A so-called “second chance” bill under consideration in the Texas Legislature that would allow district attorneys to seek reduced sentences for inmates who can prove they have changed is getting mixed reviews from Waco officials.
House Bill 3392, filed by State Rep. Joe Moody, D-El Paso, would make inmates over the age of 35 who pose no risk to public safety and who have served at least 15 years and those older than 50 who have been locked up for at least 10 years eligible to receive a second look from the courts to review the length of their sentences.
There are 17,000 people in prison who are 50 or older and more than 10,000 who have served more than 20 years, according to the Grassroots Law Project, a justice reform group that supports the bill and an accompanying constitutional amendment.
The bill has not yet been assigned to a committee, but P.J. Martinez, Texas campaign director for the Grassroots Law Project, said his group is lining up witnesses for potential hearings, including faith leaders, former prisoners, district attorneys and reform advocates.
“We believe people can grow and change,” Martinez said. “And we believe the huge number of incarcerated persons in the state doesn’t actually make the state much safer. It only contributes to making it more difficult for people to re-enter society in a way that is productive for them.”
Inmates convicted of capital murder, those serving life without parole or those convicted of continuous sexual abuse of a child or aggravated sexual assault of a minor are not eligible to seek relief under the conditions set forth in the bill.
Currently, the governor can commute a sentence and an inmate can request commutation in rare instances when a state district judge, sheriff and district attorney agree that the inmate’s sentence should be reduced.
McLennan County District Attorney Barry Johnson said he agrees there should be a mechanism for an inmate to reduce a sentence besides those two methods. However, Johnson said he foresees district attorneys’ offices around the state being swamped with requests from inmates should the bill pass.
“If you do the right thing on the front end, you might not have that many of these situations arise,” Johnson said. “Potentially, it could cause the DAs in all 254 counties spending a ton of time with the families every time they reach one of those areas in age or sentence where they would just flood the DA’s office with additional information on those they feel might be eligible. Although the idea is good, I could see where it could potentially be a flood of families calling in. That would be the downside of it.”
McLennan County Sheriff Parnell McNamara, a “lock-’em-up-and-throw-away-the-key” type, agrees that the criminal justice system could use a few reforms. But he said he does not see the need for HB 3392 because the Texas Board of Pardons and Paroles determines when inmates deserve to be released.
“We are arguing that the parole board is a political entity appointed by the governor,” Martinez said. “We think the process is too slow and that it internalizes the punitive nature of the criminal justice system. We believe this new pathway for release would go a long way to decarcerate the state and give people a second chance that they deserve.”
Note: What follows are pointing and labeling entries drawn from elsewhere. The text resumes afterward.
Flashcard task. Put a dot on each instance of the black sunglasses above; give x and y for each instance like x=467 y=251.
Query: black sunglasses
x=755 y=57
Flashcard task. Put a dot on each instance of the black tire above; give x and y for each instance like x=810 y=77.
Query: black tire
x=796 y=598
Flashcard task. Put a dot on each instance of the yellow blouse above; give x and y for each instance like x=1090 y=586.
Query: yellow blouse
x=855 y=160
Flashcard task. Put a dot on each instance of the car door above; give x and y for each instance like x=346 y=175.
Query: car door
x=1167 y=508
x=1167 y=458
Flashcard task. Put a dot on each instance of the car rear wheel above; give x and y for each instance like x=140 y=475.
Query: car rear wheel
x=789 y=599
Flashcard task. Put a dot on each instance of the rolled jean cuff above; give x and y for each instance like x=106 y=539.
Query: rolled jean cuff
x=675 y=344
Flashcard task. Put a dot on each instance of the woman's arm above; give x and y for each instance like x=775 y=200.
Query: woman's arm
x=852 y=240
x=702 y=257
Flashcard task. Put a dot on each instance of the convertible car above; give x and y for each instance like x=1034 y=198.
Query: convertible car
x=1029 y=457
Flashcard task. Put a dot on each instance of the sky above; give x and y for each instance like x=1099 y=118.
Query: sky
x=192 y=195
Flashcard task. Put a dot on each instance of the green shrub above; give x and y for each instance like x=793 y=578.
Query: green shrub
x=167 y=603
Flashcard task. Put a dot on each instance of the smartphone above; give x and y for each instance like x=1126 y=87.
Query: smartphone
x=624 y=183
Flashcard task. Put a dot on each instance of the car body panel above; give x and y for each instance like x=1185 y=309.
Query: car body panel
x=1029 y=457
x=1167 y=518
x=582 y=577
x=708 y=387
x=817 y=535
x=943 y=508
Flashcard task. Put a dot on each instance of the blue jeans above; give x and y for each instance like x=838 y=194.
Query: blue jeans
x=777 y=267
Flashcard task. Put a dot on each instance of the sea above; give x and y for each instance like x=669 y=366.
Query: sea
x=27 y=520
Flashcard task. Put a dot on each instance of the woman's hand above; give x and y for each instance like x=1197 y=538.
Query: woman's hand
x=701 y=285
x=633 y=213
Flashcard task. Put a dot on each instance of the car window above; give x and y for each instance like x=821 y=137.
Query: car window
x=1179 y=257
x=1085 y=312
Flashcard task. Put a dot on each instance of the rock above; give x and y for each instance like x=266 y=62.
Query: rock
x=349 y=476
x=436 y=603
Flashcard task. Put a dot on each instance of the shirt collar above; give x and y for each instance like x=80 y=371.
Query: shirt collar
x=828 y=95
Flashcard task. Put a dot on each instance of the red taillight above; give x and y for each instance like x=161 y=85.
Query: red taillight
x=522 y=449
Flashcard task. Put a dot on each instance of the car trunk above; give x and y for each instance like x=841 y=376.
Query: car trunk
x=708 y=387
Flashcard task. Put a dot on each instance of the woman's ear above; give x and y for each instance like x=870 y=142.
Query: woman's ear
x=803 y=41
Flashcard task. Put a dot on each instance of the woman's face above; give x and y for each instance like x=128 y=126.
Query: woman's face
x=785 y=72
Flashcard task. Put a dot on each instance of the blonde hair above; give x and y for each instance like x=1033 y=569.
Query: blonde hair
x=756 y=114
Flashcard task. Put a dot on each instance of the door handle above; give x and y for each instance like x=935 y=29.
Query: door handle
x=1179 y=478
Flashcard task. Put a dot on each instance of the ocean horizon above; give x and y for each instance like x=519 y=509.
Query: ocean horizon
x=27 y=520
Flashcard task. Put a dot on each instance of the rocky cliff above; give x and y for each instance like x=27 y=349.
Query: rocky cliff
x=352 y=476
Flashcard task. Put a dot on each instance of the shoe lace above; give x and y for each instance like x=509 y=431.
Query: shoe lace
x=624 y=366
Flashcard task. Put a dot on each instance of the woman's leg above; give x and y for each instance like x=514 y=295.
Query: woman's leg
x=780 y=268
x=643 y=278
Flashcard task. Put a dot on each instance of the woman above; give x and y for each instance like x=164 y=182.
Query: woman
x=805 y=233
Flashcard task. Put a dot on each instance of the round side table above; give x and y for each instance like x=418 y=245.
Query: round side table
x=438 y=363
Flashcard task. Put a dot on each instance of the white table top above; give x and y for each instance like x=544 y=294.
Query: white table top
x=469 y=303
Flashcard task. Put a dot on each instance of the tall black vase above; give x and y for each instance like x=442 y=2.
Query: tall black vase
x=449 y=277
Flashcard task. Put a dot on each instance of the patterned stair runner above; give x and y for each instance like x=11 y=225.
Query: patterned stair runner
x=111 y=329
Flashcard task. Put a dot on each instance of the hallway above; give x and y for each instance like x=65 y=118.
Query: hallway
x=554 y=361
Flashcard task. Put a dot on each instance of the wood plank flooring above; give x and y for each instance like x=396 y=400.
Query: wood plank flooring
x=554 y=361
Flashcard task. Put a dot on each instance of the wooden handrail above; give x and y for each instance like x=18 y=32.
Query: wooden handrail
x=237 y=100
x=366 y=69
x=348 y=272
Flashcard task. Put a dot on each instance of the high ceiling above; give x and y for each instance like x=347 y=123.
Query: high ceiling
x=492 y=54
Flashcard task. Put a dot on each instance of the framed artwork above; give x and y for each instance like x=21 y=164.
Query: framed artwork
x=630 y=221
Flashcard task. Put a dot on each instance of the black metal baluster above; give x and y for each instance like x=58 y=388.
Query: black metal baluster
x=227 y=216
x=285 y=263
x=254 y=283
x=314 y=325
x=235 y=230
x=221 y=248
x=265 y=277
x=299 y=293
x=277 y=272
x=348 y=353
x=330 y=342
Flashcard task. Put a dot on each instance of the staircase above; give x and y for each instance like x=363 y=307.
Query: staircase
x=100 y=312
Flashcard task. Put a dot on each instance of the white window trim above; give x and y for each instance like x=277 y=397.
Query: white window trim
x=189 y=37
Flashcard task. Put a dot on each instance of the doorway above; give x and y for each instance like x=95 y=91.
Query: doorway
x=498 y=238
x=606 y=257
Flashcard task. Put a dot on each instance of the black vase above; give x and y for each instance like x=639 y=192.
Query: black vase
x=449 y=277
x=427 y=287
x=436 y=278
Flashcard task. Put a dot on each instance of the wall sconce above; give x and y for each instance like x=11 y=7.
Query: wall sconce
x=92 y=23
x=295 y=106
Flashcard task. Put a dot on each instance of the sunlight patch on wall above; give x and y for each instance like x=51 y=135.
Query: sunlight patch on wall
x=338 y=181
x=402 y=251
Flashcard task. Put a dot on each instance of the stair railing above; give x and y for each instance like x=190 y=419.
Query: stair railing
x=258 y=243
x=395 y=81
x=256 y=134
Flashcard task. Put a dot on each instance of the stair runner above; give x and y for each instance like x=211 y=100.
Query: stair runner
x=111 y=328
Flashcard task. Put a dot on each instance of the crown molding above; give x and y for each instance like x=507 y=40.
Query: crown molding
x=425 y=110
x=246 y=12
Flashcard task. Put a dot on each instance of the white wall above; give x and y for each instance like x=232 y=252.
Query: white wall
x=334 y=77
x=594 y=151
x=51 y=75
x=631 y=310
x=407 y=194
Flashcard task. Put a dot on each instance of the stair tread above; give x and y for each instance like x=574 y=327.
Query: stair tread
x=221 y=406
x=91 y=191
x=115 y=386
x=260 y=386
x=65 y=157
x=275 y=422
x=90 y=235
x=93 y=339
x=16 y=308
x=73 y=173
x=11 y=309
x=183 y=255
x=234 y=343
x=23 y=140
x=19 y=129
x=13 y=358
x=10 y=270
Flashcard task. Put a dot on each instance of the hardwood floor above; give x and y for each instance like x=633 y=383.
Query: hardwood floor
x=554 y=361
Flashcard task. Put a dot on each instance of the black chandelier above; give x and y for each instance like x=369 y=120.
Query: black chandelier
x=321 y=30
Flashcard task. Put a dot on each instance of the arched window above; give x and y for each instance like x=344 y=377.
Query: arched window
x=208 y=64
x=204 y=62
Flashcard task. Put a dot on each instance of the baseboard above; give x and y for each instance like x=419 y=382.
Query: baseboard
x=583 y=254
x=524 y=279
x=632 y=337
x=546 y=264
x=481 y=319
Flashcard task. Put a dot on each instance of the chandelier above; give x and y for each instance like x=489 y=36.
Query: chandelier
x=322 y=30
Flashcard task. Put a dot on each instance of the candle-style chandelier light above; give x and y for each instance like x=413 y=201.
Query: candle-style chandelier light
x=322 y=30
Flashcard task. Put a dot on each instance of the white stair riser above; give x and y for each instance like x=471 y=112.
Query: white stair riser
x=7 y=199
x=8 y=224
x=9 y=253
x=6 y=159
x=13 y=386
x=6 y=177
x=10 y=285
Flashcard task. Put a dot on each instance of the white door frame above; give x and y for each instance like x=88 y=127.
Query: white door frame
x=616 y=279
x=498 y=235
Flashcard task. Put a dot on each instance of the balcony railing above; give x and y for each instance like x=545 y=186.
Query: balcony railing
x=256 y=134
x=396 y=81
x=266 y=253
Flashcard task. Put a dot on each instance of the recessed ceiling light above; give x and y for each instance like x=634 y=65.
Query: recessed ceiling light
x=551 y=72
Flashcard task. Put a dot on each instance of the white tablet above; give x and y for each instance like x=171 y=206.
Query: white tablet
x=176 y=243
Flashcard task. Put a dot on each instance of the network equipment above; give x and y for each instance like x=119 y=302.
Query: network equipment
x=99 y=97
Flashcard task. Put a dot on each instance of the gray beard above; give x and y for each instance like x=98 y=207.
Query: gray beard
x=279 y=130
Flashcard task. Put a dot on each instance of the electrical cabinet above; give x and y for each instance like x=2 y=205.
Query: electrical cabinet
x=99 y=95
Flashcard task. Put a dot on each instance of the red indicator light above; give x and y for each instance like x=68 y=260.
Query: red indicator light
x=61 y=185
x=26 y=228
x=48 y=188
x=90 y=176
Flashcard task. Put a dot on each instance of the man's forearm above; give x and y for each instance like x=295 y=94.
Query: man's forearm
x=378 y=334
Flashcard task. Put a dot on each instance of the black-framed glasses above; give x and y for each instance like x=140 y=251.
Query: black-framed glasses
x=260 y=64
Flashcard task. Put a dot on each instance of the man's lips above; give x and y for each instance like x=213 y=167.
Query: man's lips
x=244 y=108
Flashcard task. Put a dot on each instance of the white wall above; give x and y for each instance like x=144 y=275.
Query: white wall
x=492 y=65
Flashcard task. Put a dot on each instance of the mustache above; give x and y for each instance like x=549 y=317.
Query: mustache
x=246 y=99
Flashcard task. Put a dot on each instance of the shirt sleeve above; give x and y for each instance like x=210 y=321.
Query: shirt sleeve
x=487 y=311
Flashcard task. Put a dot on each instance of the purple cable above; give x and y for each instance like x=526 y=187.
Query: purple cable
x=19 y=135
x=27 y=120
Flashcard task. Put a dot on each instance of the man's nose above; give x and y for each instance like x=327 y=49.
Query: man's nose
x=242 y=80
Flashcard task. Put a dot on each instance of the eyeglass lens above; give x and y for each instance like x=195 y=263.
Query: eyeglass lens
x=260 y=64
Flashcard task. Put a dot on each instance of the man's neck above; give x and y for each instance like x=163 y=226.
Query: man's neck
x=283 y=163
Longtime Waco criminal defense attorney Stan Schwieger agrees the parole and commutation procedures are too political. And he said the other mechanism for early release is “a mirage, it’s just not going to happen.”
“I think the idea is wonderful, but I am not figuring these guys are going to go out on a limb on any type of criminal justice issue that involves letting people out of prison,” Schwieger said. “I think, and I am not going to use the term ‘rehabilitation’ because there is very little of that at TDCJ (the Texas Department of Criminal Justice), but people get it wrong. Juries get it wrong.
“You are looking at a guy who was 20 when he was convicted, and at 50, he is not the same person. If it is just for punishment sake, which I don’t believe in, it is what it is. But if you are looking to start clearing the prison from some of these folks, there needs to be mechanisms in place for these folks to demonstrate they aren’t the same person they were when they committed the crime.”